Building contacts is also a key part of food photography, both in terms of gaining work and collaborating with other interesting and talented people. Many photographers work with food stylists and on a shoot, you’ll be required to work as part of an extended creative team. Good communication skills and the ability to manage and respond to constructive criticism are therefore pretty important. Being able to manage your time and stay on top of admin tasks are other key skills that are required but often overlooked. If you’re working as a freelancer, basic admin tasks such as submitting and following up on invoices are so important. When you work for different clients you’ll need to really understand their target audience in order to take images that fit the brief. This means an understanding of commerciality is also key.

What qualifications do you need to become a food photographer?

As with other photography careers, formal qualifications are less important than experience, ideas and a good portfolio. It’s perfectly possible to build a successful food photography career with plenty of drive and a willingness to learn.

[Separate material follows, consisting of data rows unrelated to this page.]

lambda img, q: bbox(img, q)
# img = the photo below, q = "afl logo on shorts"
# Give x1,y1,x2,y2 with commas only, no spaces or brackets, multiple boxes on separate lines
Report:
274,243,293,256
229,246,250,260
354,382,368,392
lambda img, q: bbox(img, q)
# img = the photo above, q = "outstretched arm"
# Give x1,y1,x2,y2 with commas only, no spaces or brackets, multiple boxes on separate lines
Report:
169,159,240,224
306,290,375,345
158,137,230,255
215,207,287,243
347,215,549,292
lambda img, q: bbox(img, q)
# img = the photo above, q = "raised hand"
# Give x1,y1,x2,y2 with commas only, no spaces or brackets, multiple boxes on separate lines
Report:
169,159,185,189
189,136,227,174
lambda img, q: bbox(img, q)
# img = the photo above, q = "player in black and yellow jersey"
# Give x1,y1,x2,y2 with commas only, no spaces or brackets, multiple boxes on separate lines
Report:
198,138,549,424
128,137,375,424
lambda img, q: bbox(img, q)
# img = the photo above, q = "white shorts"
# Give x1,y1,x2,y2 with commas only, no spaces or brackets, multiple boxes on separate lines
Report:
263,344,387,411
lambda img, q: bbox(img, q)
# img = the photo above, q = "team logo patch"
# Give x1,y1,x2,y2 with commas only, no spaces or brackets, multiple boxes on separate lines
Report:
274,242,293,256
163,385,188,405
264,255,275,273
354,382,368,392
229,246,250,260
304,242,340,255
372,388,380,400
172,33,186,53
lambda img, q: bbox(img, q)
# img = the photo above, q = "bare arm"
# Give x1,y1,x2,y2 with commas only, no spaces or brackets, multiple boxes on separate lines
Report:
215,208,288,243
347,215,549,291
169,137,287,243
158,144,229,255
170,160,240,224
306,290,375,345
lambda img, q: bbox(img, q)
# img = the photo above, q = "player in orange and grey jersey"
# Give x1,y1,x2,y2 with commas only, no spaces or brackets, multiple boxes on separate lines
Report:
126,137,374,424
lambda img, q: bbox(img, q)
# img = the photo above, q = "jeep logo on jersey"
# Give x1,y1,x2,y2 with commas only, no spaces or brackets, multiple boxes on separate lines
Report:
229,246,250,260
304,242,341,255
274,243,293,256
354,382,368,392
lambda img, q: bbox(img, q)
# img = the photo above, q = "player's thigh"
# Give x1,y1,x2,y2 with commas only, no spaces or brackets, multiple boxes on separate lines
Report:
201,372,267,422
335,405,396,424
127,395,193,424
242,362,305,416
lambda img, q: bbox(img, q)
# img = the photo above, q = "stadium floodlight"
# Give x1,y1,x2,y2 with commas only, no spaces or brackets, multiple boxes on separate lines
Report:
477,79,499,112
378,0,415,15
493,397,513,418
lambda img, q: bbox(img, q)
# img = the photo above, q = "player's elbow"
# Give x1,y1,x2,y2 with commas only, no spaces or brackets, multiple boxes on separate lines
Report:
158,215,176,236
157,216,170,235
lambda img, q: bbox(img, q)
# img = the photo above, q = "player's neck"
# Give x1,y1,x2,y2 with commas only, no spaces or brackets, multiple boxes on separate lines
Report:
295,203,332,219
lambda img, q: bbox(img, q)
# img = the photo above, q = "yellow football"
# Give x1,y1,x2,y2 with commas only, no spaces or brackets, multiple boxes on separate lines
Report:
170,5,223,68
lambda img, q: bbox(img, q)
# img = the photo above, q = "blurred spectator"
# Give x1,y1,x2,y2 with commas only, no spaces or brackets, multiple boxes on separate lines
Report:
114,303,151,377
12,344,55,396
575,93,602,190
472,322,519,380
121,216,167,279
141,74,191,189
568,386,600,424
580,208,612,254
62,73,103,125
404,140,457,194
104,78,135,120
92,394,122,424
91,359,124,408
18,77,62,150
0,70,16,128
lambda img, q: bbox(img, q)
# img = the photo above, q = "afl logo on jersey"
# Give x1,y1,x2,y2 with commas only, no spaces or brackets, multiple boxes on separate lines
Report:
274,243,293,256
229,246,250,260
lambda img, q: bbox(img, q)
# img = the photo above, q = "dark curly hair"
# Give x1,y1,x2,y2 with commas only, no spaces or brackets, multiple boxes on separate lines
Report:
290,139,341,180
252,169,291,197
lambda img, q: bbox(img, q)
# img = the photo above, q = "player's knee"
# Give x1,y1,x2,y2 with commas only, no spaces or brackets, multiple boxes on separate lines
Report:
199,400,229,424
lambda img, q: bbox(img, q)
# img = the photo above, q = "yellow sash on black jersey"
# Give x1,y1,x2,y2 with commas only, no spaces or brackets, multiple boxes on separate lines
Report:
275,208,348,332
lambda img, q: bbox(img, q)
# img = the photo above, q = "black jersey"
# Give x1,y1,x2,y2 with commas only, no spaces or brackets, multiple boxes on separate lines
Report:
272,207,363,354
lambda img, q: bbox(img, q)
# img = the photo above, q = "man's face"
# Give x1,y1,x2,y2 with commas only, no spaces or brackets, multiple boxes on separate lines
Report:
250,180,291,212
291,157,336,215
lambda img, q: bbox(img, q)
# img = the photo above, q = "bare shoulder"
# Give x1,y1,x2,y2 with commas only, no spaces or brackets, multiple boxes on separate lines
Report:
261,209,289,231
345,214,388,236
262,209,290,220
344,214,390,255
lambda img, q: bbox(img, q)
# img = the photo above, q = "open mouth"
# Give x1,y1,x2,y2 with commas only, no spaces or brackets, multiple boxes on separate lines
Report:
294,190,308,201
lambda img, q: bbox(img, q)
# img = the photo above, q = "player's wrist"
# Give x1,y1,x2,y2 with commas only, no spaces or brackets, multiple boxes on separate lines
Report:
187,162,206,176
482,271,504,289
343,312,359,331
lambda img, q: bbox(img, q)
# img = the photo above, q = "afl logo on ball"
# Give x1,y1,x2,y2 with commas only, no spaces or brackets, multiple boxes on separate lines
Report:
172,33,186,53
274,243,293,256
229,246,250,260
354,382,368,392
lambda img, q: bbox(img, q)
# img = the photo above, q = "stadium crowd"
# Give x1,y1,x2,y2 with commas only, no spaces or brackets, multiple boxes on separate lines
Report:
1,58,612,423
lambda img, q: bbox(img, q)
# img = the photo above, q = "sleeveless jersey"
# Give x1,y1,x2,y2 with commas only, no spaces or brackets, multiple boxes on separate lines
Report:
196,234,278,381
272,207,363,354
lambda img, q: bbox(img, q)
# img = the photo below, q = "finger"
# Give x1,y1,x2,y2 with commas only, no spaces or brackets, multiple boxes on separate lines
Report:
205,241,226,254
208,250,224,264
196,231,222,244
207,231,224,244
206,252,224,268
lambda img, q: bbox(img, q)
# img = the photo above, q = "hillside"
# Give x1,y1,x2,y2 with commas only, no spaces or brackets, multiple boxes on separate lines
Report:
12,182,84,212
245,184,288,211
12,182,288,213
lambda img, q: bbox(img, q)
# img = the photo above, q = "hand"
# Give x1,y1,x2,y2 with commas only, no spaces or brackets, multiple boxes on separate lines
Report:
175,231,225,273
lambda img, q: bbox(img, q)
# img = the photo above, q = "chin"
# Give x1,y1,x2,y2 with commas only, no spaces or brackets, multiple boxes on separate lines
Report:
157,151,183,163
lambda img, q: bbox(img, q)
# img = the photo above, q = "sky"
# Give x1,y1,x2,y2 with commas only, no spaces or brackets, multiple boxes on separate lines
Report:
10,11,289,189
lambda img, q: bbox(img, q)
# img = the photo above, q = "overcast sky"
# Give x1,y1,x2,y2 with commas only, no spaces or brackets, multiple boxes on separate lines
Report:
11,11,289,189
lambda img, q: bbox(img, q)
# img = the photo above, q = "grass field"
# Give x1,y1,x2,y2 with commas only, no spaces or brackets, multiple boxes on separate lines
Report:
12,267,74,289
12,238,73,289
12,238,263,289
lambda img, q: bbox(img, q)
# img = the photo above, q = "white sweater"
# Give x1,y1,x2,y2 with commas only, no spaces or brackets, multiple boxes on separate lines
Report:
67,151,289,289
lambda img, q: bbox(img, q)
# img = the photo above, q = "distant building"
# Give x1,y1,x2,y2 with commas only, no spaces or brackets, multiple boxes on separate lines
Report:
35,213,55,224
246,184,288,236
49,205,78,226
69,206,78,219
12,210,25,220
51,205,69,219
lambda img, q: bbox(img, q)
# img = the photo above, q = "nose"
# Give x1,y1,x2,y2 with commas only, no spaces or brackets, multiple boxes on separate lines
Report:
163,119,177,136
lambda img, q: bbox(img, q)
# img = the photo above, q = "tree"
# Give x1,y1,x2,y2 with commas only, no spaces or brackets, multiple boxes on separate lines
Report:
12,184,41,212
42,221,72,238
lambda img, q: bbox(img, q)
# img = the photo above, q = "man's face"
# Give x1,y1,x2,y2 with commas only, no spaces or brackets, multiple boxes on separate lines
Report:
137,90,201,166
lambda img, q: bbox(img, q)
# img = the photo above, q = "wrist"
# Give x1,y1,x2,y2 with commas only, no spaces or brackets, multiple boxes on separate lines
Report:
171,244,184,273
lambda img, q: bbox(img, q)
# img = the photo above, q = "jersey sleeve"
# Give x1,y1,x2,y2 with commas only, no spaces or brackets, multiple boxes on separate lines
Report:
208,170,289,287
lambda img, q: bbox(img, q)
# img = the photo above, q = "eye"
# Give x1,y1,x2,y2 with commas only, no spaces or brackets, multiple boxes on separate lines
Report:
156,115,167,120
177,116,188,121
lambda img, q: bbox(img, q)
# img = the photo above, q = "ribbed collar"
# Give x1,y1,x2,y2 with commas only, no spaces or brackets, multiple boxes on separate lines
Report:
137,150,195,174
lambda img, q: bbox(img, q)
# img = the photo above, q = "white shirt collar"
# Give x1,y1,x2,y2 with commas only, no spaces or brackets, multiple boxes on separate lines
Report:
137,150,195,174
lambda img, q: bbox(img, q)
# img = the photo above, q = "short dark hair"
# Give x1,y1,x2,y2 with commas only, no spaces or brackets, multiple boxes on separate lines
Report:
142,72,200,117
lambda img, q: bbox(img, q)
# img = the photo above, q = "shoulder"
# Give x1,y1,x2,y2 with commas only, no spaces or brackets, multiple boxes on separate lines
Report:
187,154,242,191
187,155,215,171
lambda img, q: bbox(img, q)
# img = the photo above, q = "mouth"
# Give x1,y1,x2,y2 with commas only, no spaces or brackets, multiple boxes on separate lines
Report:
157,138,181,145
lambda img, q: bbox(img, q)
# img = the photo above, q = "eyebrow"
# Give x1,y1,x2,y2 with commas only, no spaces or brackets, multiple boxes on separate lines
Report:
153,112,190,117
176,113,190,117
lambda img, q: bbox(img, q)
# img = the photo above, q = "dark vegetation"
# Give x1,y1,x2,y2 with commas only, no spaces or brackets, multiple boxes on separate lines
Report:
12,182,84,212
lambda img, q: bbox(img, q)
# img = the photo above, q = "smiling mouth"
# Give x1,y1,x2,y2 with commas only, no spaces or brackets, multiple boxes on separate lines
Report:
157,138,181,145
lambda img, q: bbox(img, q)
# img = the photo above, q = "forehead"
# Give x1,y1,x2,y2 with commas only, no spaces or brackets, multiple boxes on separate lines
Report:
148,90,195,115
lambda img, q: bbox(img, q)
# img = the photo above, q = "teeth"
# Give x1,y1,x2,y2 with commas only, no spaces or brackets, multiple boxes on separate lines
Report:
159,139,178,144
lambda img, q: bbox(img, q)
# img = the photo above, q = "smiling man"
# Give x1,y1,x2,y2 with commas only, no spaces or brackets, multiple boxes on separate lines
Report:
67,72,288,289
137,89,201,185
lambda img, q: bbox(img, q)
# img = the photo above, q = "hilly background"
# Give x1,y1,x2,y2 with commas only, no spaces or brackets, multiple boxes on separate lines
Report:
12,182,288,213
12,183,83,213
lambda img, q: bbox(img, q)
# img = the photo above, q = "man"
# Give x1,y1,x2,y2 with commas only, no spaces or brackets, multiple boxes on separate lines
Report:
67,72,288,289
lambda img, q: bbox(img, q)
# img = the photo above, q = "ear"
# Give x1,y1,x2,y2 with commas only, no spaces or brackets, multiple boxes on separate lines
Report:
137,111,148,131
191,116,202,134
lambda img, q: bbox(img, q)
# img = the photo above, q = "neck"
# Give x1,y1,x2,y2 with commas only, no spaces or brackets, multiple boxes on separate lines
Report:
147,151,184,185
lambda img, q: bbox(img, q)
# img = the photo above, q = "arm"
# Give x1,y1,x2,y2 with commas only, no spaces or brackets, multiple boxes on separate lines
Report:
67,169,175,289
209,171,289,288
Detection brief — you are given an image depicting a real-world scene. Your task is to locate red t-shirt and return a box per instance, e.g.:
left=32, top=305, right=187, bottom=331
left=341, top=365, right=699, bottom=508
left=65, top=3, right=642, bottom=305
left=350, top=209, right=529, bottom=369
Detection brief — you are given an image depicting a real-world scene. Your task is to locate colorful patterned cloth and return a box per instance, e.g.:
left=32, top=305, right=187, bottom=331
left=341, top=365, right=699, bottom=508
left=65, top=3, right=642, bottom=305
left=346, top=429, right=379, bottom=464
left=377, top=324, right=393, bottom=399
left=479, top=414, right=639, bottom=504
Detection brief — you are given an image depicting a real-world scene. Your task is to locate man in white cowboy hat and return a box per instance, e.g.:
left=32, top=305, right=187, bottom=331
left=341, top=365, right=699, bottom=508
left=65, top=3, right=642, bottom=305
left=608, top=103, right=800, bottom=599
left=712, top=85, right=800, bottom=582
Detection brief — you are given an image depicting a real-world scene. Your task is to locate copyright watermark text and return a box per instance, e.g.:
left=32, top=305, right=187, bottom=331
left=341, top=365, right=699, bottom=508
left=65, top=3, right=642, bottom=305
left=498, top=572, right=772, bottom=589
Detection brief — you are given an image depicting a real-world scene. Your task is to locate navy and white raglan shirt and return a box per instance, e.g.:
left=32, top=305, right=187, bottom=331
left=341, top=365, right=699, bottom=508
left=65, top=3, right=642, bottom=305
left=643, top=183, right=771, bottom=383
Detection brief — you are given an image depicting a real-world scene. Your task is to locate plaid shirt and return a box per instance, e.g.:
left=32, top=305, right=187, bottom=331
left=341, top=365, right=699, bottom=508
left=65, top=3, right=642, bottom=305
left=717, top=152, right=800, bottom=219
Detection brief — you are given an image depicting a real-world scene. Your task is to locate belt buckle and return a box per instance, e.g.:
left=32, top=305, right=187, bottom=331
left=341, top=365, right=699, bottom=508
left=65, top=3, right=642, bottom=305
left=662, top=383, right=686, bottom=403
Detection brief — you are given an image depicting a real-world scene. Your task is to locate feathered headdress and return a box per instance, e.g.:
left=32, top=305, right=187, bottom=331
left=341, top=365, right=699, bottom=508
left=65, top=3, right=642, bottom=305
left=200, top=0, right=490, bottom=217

Starting with a photography college course and a degree qualification gives a great springboard for a food photography career. A formal qualification will familiarise you with the technical aspects of photography and introduce you to different styles. It should also help you to hone your post-editing skills. However, you could also choose to complete food photography workshops or to shadow professional food photographers. If you already have some food photography experience, you could look out for a photography apprenticeship to get you started or try entering food competitions to get your work noticed

As a food photographer, there’s always room for new learning – whether it’s keeping up to date with new technology and changing kit or exploring new photography and food trends. This is just part of the challenge of a career and food photography and there really is nothing quite like the satisfaction of seeing your work in print.

Are you a food photographer or would you like to pursue a career in food photography? Which aspects of food photography do you find the most challenging and which are the most fun?